Obviously, an orchestra won’t be making the Star Trek: The Ultimate Voyage tour. That would make tickets more valuable than dilithium crystals.
Each tour stop is likely to use local musicians. So maybe the aforementioned phrase has something to do with that.
If there’s one complaint about Star Trek: The Ultimate Voyage tour it’s the narrator. Not the quality of the narration but the narrator’s identity. I looked everywhere and couldn’t find his name.
It sounds like Michael Dorn. It probably is Michael Dorn. Star Trek is one franchise that’s not hurting for great voices. It’s odd that the identity of the narrator is kept a secret especially since the production is so top-notch.
Resistance Is Futile
Star Trek fans will find this unique concert experience exhilarating and completely befitting the franchise. If you know James T. Kirk’s middle name, and you can tell the difference between a Bajoran and a Cardassian, you’ll definitely love Star Trek: The Ultimate Voyage.
If you’d rather see Star War 7 for the umpteenth time than watch anything set in the Alpha Quadrant… you’ll probably love Star Trek: The Ultimate Voyage.
The concert is so well done you’ll swear you’re on a holodeck. It’s that awesome.
About the only people who won’t enjoy Star Trek: The Ultimate Voyage are those who don’t enjoy the power and grandeur of a live symphony orchestra—basically those who don’t like music.

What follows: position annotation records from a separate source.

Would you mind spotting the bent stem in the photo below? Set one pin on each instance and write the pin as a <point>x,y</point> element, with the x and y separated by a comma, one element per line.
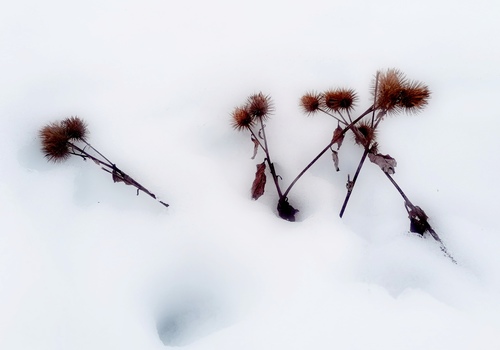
<point>264,147</point>
<point>117,174</point>
<point>409,205</point>
<point>351,184</point>
<point>334,140</point>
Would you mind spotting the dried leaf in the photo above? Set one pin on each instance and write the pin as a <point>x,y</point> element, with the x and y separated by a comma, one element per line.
<point>338,136</point>
<point>418,221</point>
<point>285,210</point>
<point>384,161</point>
<point>259,182</point>
<point>255,146</point>
<point>335,157</point>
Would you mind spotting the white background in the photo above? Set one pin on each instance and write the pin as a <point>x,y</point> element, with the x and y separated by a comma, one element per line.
<point>86,264</point>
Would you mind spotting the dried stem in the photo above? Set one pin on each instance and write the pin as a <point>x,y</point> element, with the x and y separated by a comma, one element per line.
<point>106,165</point>
<point>411,209</point>
<point>352,183</point>
<point>334,140</point>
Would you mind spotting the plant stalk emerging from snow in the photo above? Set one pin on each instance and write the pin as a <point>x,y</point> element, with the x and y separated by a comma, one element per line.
<point>66,138</point>
<point>392,92</point>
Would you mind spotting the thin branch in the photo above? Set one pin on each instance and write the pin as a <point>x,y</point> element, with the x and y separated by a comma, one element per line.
<point>334,140</point>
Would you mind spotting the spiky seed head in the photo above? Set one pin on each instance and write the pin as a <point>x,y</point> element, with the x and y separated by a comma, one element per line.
<point>310,102</point>
<point>365,134</point>
<point>55,142</point>
<point>389,87</point>
<point>242,119</point>
<point>340,99</point>
<point>259,105</point>
<point>75,128</point>
<point>414,97</point>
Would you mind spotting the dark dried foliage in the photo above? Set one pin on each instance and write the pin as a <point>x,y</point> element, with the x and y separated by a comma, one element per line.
<point>418,220</point>
<point>285,210</point>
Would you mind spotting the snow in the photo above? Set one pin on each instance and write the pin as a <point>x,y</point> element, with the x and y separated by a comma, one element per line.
<point>87,264</point>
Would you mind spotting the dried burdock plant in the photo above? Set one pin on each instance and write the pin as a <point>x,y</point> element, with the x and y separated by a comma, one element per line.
<point>392,93</point>
<point>251,117</point>
<point>68,137</point>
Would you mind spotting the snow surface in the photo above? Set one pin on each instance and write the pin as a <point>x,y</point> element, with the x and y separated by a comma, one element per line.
<point>86,264</point>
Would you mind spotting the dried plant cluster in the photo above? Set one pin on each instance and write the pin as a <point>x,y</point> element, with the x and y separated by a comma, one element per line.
<point>392,93</point>
<point>68,137</point>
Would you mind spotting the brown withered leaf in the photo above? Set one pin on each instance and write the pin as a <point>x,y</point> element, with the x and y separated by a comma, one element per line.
<point>335,157</point>
<point>255,146</point>
<point>259,182</point>
<point>337,134</point>
<point>384,161</point>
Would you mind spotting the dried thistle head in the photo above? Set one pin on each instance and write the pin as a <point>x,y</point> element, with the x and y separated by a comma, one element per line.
<point>340,99</point>
<point>259,105</point>
<point>395,93</point>
<point>55,142</point>
<point>389,86</point>
<point>75,128</point>
<point>414,97</point>
<point>365,134</point>
<point>242,119</point>
<point>311,102</point>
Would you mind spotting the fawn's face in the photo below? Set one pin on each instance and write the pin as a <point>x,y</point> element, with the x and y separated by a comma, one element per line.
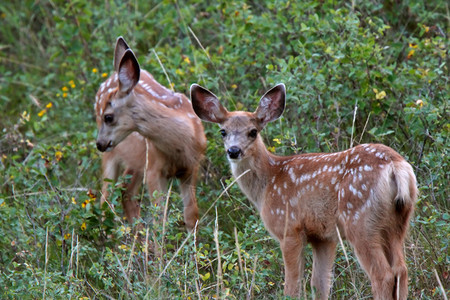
<point>239,129</point>
<point>114,120</point>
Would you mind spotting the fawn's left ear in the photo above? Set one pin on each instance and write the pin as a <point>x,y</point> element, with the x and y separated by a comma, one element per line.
<point>119,50</point>
<point>129,72</point>
<point>271,105</point>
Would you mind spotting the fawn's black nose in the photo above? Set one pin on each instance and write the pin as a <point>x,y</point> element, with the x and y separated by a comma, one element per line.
<point>234,152</point>
<point>102,146</point>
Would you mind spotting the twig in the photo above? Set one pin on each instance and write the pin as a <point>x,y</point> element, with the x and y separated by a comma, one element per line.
<point>45,265</point>
<point>197,287</point>
<point>164,70</point>
<point>353,124</point>
<point>440,284</point>
<point>364,129</point>
<point>126,276</point>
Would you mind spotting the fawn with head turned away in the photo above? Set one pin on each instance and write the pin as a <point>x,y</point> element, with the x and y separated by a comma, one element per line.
<point>366,194</point>
<point>168,140</point>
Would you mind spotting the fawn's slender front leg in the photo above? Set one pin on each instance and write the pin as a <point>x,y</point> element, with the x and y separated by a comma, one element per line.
<point>292,249</point>
<point>189,200</point>
<point>131,206</point>
<point>323,259</point>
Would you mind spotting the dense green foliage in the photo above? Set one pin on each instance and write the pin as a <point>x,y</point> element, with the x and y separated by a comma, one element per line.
<point>388,60</point>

Star Trek: The Ultimate Voyage is produced by CineConcerts. That’s the same company that paired symphonic concerts and projected videos for The Godfather, Gladiator, and Breakfast at Tiffany’s.
CineConcerts’ founders, Justin Freer and Brady Beaubien, produced the show. Freer serves as musical director and conductor, while Beaubien wrote the script.
David H. Tanaka edited the footage and Nick Whitehouse designed the stage and lighting.
"The Star Trek franchise has for many years been an important and meaningful part of our culture in so many ways. This exciting concert experience featuring the greatest music and visuals spanning five decades will be an extraordinary and memorable event.” – Justin Freer
Star Trek vs. Star Wars
Throughout this article I’ve placed Star Trek above Star Wars when it comes to science fiction franchises. I’m not trying to slight Star Wars. It is the greatest movie franchise of all-time and I hope it lives long and prospers.
Yet, it’s barely science fiction. Saying Star Wars is science fiction is like saying The Voice is your favorite band.
When it comes to science fiction, Star Trek is mI' wa' (that’s Klingon for “number one”). After all, Star Trek actually uses science.
One of the best ways to celebrate Star Trek is by attending Star Trek: The Ultimate Voyage. Not once will you wish for Scotty to beam you up. It’s a beautiful experience.
Therefore, if someone asks about procuring Star Trek: The Ultimate Voyage tickets just tell them: “Make it so.”